Title
Next-Generation Adaptive Optimization Algorithms for Large-Scale Machine Learning Models
Abstract
Stochastic gradient descent (SGD) is the workhorse for training modern large-scale supervised machine learning models. In this talk, we will discuss recent developments in the convergence analysis of SGD and propose efficient and practical adaptive variants for faster convergence.
We will start by presenting a novel adaptive (no tuning needed) learning rate for SGD. We will introduce a stochastic variant of the classical Polyak step-size (Polyak, 1987) commonly used in the subgradient method and explain why the proposed stochastic Polyak step-size (SPS) is an attractive choice for setting the learning rate for SGD. We will provide theoretical convergence guarantees for the new method in different settings, including strongly convex, convex, and non-convex functions, and demonstrate the strong performance of SGD with SPS compared to state-of-the-art optimization methods when training over-parameterized models.

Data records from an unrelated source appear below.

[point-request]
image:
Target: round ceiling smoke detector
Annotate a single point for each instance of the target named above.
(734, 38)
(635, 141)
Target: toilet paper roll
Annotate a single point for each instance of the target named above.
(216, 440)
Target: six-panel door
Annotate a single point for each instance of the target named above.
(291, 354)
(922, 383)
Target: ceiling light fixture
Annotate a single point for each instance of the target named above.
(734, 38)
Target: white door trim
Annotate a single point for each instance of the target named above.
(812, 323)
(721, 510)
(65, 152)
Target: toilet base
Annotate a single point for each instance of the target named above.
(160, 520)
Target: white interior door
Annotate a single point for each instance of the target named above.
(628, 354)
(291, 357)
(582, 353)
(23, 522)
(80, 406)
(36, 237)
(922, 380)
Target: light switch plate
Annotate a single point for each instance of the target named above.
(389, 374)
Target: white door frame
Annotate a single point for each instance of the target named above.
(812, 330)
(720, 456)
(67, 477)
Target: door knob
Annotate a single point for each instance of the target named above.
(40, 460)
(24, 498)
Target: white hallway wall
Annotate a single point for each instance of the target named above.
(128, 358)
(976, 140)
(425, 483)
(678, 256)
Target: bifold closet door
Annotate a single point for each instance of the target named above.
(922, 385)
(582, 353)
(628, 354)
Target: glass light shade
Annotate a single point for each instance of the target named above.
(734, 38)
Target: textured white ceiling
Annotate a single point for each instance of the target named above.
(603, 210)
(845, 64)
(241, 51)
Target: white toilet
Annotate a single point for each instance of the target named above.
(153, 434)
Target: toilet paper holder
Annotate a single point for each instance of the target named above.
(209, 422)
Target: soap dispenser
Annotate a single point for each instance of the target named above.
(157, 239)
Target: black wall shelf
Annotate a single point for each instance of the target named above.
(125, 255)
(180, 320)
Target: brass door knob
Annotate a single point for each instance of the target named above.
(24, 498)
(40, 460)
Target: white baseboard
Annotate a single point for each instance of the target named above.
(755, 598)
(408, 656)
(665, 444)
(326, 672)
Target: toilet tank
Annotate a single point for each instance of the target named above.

Having presented the SGD with SPS and its practical benefits, we will then focus on two of its main drawbacks: (i) it requires a priori knowledge of the optimal mini-batch losses, which might not always be available (e.g., regularized objectives), and (ii) it guarantees convergence only to a neighborhood of the solution. To resolve these issues, we propose DecSPS, a modification of SPS that guarantees convergence to the exact minimizer without prior knowledge of the problem parameters. For strongly convex optimization problems, DecSPS is the first stochastic adaptive optimization method that converges to the exact solution without restrictive assumptions like bounded iterates/gradients.

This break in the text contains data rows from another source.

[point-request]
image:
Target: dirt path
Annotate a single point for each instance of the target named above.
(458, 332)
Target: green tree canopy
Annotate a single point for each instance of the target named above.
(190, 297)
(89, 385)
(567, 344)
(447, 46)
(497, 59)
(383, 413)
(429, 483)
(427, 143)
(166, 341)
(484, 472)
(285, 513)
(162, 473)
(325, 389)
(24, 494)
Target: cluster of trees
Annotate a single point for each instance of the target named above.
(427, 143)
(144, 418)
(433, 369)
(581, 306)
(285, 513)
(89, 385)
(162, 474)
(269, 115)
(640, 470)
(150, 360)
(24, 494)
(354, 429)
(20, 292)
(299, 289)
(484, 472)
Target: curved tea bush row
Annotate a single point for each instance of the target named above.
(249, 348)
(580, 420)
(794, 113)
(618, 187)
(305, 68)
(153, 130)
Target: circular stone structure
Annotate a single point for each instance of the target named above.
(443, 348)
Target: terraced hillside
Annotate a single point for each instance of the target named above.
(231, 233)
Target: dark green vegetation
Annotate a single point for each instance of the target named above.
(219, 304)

Finally, if time permits, we will explore the relationships between SPS variants and momentum. We will investigate the effectiveness of using momentum in a straightforward manner, the potential for an adaptive momentum parameter, and whether there are any theoretical or practical benefits to applying momentum alongside SPS.
Bio
Nicolas Loizou is an Assistant Professor in the Department of Applied Mathematics and Statistics and the Mathematical Institute for Data Science (MINDS) at Johns Hopkins University, where he leads the Optimization and Machine Learning Lab.

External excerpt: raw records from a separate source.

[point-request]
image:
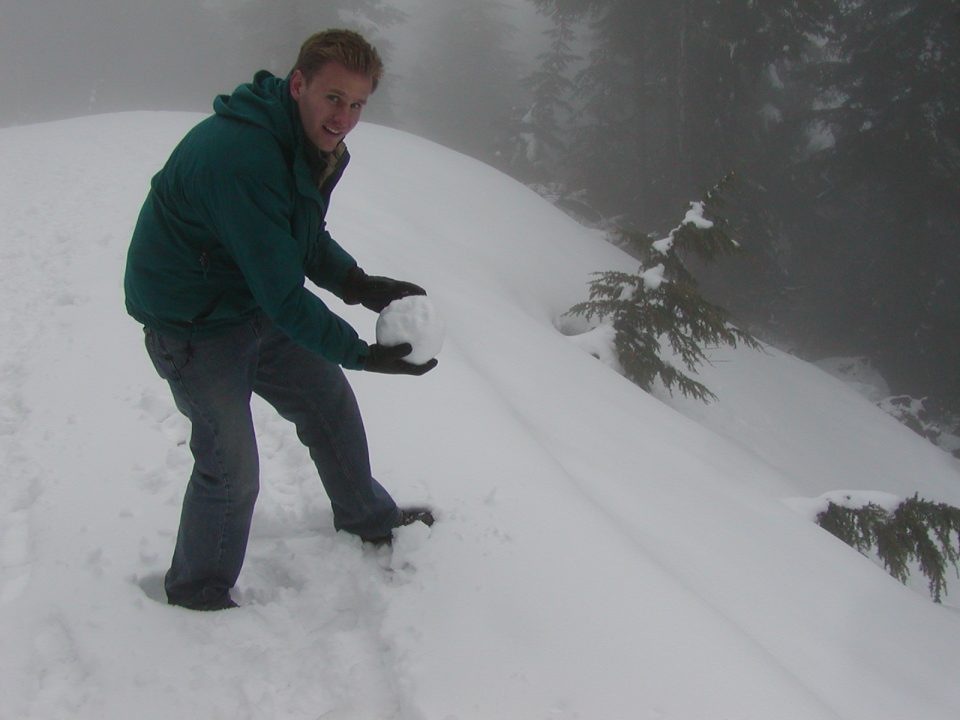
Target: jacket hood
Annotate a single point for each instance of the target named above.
(266, 103)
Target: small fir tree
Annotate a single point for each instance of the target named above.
(916, 531)
(660, 302)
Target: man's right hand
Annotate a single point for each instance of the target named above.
(388, 359)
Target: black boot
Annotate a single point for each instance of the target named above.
(406, 516)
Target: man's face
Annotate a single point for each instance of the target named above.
(330, 102)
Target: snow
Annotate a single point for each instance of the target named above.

Prior to this, he was a Postdoctoral Research Fellow at Mila – Quebec Artificial Intelligence Institute and the Université de Montréal. He completed his Ph.D. studies in Optimization and Operational Research at the University of Edinburgh, School of Mathematics, in 2019. Before that, he received his undergraduate degree in Mathematics from the National and Kapodistrian University of Athens in 2014, and in 2015 obtained his M.Sc. degree in Computing from Imperial College London.
His research interests include large-scale optimization, machine learning, randomized numerical linear algebra, distributed and decentralized algorithms, game theory, and federated learning. His current research focuses on the theory and applications of convex and non-convex optimization in large-scale machine learning and data science problems. He has received several awards and fellowships, including OR Society’s 2019 Doctoral Award (runner-up) for the ”Most Distinguished Body of Research leading to the Award of a Doctorate in the field of Operational Research,” the IVADO Postdoctoral Fellowship, COAP 2020 Best Paper Award, and CISCO 2023 Research Award.